Samuël Coghe is Postdoctoral Research Fellow (DFG) at the Global History Department of Freie Universität Berlin. He received his PhD in History from the European University Institute in Florence (2014) and has been Postdoc at the MPI for the History of Science and the University of Giessen. In 2018-19 he worked as Interim Chair of African History at the Humboldt University in Berlin. After having specialized in the history of Portuguese colonialism in Africa, with a focus on the history of colonial medicine, demography, and anthropology, his current research project deals with the history of livestock production, capitalism and veterinary knowledge in the French colonial empire (1890-1960). Transimperial and global perspectives are key to all his writings. Webpage: https://bit.ly/39B6hMJ.
His publications include:
- Population Politics in the Tropics.
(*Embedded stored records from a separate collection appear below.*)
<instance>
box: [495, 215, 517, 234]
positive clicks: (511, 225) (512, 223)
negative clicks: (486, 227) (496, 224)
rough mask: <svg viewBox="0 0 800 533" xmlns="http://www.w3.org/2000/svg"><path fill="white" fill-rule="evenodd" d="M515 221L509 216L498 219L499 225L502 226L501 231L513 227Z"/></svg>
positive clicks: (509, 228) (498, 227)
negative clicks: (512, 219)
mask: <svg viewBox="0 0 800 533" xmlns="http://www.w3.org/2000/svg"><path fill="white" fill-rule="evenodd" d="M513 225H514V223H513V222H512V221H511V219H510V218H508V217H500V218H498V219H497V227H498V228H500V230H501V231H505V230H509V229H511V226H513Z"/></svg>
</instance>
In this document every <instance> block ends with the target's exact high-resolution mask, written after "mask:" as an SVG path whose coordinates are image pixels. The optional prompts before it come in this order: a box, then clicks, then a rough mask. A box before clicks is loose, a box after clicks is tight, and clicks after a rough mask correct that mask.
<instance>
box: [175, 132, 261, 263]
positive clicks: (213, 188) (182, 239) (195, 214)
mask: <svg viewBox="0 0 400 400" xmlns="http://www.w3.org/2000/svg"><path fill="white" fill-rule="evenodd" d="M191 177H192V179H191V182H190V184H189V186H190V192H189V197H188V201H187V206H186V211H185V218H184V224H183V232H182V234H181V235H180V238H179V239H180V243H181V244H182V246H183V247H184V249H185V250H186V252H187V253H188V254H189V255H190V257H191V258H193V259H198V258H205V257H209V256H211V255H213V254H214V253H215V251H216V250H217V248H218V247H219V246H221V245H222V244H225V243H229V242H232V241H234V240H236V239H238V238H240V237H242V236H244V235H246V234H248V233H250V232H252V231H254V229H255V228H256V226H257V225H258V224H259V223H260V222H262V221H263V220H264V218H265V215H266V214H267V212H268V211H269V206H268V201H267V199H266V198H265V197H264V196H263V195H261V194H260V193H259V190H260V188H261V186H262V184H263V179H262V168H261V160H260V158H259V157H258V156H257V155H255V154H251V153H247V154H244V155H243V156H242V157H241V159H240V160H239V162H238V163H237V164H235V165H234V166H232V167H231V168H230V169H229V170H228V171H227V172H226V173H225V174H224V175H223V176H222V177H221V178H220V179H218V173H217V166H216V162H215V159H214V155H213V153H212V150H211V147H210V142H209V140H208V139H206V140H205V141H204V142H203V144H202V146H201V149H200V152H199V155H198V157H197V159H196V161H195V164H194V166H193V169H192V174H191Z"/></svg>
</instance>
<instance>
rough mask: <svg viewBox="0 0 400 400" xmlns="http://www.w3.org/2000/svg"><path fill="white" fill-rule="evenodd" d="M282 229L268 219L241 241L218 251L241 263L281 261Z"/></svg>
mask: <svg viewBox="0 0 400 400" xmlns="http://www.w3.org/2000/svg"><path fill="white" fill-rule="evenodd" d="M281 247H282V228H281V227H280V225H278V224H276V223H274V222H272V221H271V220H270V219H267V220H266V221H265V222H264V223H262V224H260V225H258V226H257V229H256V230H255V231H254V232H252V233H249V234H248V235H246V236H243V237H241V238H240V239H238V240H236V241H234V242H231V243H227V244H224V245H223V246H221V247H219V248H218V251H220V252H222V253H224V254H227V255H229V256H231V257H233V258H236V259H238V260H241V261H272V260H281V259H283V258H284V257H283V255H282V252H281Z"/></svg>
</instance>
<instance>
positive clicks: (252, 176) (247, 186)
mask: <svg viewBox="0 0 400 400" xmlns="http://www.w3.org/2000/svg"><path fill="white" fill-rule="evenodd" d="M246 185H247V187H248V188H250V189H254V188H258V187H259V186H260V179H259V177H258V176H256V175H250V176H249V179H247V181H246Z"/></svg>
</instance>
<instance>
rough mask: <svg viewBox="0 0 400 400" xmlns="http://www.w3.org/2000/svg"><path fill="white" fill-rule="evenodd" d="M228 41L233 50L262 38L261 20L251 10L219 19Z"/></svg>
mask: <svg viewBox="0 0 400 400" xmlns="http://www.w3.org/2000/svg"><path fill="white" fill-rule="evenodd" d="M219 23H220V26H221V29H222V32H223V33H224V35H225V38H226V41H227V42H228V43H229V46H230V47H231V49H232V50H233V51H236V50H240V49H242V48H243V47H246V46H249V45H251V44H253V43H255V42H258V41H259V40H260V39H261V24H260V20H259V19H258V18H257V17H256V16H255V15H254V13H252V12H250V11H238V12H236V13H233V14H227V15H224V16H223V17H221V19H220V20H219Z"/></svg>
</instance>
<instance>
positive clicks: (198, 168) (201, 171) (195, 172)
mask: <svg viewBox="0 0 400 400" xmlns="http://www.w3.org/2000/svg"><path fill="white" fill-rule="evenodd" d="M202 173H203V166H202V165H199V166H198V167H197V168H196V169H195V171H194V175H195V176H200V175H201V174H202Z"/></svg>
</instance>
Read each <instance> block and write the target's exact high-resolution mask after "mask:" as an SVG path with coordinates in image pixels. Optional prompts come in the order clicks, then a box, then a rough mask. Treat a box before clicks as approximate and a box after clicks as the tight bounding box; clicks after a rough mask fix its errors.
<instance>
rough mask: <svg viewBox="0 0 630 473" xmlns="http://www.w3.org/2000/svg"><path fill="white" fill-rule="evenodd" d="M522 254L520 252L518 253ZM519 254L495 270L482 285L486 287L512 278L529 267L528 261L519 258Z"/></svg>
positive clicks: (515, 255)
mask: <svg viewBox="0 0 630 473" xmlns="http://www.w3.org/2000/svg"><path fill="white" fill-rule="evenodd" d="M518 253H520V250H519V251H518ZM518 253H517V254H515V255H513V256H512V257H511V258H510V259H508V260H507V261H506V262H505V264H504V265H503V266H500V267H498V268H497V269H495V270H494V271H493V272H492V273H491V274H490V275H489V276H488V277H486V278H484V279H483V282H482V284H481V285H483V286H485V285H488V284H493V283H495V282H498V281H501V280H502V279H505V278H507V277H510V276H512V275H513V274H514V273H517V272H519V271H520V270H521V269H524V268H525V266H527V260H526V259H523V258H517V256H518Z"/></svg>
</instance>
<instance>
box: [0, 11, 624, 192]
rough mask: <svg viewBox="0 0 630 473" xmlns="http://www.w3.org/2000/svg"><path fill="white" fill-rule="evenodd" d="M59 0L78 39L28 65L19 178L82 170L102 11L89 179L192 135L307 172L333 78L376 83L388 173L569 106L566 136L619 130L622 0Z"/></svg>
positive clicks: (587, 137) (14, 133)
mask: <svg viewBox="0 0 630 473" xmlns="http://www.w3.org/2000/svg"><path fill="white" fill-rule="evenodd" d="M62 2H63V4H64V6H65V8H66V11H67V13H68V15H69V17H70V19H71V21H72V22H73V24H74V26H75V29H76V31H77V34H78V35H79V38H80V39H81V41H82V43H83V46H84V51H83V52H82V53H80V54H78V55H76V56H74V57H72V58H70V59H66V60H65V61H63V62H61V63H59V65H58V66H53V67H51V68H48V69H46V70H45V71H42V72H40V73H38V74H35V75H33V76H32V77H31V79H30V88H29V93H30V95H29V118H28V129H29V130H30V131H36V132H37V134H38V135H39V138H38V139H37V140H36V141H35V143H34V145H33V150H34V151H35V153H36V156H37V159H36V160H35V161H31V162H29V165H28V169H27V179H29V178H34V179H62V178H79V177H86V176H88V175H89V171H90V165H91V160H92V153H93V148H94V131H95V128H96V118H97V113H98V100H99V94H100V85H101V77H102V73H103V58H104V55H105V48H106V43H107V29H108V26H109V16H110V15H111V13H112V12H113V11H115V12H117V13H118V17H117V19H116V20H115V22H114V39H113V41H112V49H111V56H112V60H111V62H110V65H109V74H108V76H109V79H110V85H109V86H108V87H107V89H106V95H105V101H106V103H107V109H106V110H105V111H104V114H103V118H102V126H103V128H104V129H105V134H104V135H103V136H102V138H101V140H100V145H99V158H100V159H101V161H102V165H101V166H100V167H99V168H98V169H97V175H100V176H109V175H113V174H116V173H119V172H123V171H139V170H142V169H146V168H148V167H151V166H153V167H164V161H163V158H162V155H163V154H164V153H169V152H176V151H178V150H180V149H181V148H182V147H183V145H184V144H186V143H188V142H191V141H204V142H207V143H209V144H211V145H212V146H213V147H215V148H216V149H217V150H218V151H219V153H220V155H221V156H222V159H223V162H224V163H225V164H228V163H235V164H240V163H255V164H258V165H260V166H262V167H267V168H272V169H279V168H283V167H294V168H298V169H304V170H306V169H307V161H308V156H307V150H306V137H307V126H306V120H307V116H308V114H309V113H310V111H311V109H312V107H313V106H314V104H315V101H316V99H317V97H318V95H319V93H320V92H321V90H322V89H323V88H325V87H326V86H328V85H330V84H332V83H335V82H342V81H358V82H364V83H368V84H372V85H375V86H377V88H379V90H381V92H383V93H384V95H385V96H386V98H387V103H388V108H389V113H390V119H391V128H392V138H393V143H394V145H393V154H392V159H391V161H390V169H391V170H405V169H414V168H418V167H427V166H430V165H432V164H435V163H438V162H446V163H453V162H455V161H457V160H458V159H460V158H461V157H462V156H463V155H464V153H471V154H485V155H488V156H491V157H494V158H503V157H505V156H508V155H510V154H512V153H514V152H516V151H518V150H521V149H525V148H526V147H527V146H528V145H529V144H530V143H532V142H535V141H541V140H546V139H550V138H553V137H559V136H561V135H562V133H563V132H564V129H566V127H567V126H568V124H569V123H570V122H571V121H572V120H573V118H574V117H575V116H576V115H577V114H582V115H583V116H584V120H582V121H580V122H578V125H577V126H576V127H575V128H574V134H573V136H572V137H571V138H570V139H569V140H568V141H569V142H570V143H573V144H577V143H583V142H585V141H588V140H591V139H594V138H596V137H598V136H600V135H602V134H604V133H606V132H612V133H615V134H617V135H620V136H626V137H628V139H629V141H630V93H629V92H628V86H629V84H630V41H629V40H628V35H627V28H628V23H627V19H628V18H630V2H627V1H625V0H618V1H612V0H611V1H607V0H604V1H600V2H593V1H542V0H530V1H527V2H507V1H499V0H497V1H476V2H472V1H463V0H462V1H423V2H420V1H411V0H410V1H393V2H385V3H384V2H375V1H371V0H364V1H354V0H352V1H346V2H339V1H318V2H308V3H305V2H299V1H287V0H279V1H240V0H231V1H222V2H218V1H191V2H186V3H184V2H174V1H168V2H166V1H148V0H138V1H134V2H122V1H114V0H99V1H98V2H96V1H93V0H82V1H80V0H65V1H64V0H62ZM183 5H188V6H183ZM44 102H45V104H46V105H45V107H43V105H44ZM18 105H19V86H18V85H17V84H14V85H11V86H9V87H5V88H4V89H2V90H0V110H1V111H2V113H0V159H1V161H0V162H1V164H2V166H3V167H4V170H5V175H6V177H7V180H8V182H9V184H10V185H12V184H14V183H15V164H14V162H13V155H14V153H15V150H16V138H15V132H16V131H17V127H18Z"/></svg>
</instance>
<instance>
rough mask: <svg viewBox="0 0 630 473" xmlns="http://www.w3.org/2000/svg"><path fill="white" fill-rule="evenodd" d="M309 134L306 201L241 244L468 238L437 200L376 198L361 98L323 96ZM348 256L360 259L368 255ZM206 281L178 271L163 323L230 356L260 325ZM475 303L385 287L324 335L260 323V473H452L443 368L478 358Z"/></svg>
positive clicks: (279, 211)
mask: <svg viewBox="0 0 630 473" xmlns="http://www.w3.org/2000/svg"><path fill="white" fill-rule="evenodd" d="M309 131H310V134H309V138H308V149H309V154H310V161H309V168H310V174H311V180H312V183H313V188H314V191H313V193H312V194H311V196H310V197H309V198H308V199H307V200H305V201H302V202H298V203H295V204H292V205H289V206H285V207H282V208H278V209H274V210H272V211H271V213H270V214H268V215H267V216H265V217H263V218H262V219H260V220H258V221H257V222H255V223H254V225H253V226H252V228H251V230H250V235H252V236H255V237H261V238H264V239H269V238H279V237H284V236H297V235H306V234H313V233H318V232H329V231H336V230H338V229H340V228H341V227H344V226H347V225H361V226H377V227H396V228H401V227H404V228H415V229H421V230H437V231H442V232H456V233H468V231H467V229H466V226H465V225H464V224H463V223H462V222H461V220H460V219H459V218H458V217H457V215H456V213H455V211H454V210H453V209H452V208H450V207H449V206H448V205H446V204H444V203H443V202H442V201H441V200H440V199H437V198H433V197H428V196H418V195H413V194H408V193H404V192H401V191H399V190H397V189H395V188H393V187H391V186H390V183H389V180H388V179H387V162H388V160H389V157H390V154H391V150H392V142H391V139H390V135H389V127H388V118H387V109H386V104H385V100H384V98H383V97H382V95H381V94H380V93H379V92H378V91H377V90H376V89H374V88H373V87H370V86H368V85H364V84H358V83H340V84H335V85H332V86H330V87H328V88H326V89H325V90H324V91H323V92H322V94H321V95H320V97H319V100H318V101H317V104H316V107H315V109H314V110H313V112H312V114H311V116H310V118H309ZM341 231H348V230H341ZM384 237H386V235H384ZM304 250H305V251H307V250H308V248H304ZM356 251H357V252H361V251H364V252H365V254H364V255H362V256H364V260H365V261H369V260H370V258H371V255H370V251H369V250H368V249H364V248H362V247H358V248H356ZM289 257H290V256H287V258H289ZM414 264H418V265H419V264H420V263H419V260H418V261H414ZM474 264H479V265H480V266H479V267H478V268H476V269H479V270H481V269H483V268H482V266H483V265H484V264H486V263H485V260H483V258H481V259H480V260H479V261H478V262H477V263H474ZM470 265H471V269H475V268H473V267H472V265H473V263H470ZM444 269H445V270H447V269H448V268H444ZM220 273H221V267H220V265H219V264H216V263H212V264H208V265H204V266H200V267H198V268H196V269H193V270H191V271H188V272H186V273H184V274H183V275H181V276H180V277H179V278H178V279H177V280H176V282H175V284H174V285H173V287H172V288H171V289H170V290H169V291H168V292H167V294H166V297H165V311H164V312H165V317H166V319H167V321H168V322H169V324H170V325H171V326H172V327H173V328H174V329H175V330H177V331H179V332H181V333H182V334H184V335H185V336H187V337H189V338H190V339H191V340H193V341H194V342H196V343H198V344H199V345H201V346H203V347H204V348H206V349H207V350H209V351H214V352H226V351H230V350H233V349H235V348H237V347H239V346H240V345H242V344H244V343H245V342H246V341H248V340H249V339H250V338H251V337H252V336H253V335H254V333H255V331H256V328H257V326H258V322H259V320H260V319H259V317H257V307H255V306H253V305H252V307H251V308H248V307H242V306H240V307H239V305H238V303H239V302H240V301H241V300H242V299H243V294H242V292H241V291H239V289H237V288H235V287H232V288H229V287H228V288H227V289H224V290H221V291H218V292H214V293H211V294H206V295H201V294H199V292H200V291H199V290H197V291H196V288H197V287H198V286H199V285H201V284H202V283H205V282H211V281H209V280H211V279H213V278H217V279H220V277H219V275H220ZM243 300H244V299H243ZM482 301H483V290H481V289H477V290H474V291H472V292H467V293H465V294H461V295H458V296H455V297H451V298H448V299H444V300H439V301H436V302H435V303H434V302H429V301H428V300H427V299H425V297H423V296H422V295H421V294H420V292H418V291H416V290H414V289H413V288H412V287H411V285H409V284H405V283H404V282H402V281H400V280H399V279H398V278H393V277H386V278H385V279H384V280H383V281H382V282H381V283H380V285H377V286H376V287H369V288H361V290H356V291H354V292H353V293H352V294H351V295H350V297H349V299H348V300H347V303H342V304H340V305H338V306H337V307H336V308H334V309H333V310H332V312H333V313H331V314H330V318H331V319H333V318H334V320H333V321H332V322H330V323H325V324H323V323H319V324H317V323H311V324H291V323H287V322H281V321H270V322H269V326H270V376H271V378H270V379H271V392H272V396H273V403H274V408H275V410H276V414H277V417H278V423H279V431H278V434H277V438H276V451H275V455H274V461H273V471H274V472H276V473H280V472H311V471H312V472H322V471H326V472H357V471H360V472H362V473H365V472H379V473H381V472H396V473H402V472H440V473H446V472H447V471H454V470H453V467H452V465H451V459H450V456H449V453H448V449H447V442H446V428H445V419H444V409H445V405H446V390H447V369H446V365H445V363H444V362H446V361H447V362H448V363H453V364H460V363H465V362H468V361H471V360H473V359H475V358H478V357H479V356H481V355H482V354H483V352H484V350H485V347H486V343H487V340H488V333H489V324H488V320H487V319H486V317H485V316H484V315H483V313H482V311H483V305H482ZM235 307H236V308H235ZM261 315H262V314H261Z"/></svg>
Demography, Health and Transimperialism in Colonial Angola, Cambridge: Cambridge University Press 2022.
- Reassessing Portuguese Exceptionalism: Racial Concepts and Colonial Policies toward the “Bushmen” in Southern Angola, 1880s–1970s, in: Warwick Anderson, Ricardo Roque, Ricardo Santos Ventura (eds.): Luso-tropicalism and Its Discontents: The Making and Unmaking of Racial Exceptionalism, New York/Oxford: Berghahn Books 2019, pp. 184–214.
- Reordering Colonial Society: Model Villages and Social Planning in Rural Angola, 1920–1945, in: Journal of Contemporary History 52/1 (2017), pp. 16–44.
- Sleeping Sickness Control and the Transnational Politics of Mass Chemoprophylaxis in Portuguese Colonial Africa, in: Portuguese Studies Review 25/1 (2017), pp. 57–89.
- Inter-Imperial Learning and African Health Care in Portuguese Angola in the Interwar Period, in: Social History of Medicine 28/1 (2015), pp. 134–154.